The mathematical technique that allows the optimization of an objective function through the application of various restrictions to its variables is known as linear programming . It is a model composed, therefore, of an objective function and its restrictions, all of these components being constituted as linear functions in the variables in question.
Throughout history there have been several important events related to linear programming, such as these:
-During World War II it was kept secret and was used as a mechanism to manage and plan all expenses. In this way, the aim was to better manage our own resources and reduce the army's costs as much as possible.
-Three are considered its fathers or creators: the Hungarian-American John von Neumann, the American professor George Dantzig and the Russian-born mathematician Leonid Kantorovich, who received the Nobel Prize in Economics in 1975.
Linear programming models
Linear programming models contemplate that the decision variables (that is, the objective function and the restrictions) maintain linear behavior. This means that, through its method , the calculations can be simplified and a result close to reality can be obtained.

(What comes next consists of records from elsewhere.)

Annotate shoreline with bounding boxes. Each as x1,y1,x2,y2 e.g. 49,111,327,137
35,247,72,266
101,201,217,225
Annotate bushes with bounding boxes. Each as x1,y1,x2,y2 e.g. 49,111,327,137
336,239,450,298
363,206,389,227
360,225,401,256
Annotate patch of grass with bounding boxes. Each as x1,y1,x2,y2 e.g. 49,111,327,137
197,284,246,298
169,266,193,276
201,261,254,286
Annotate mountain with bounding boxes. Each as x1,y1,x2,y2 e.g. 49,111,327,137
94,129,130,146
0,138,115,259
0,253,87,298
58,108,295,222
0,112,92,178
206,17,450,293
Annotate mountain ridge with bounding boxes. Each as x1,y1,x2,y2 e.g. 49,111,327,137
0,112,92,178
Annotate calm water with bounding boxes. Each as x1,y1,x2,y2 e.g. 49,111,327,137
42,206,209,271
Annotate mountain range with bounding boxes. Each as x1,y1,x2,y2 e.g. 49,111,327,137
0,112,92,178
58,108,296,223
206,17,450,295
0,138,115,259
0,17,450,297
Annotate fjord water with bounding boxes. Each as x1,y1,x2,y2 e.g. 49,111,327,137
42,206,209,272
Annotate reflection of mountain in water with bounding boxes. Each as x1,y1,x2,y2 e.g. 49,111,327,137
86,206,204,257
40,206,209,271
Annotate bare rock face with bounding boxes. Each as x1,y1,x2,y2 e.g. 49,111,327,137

In addition to everything stated above, we cannot ignore the existence of another important series of concepts that are related to the aforementioned linear programming. In this case, we are referring to three in particular:
-Feasible solution. Under this name there is an enclosure, which may or may not be bounded and which is determined by what is the set of restrictions of all the semiplanes. It is also known by the name of validity region.
-Optimal solution. This is what is called what is the set of all the vertices of the enclosure. It must also be emphasized that, specifically, this can be minimum or maximum depending on each case.
-Value of the linear program. In this case, this is the value that the aforementioned objective function takes at what is the vertex of the optimal solution.
An example
Let's look at an example of linear programming to better understand this definition. Suppose a man receives an inheritance of 100,000 pesos and makes the decision to invest the money . His accountant recommends two investments: buy shares in an oil company, which have a yield of 5% , and purchase government bonds , which yield 9% .
The man decides to invest no more than 80,000 pesos in oil stocks and no less than 15,000 pesos in state bonds. On the other hand, it aims that investment in stocks never doubles investment in bonds. Thanks to linear programming, you can estimate how to distribute your money between both options so that your investments offer you the greatest benefit.
The amount to invest in stocks can be named as X , while the amount to invest in bonds can be named as Y. The restrictions, on the other hand, will be that X cannot have a value greater than 80,000 , that Y cannot have a value less than 15,000 and that X+Y cannot exceed the value of 100,000 .
If these variables are transferred to a table or graph , it will be possible to know which are the most profitable options for the individual.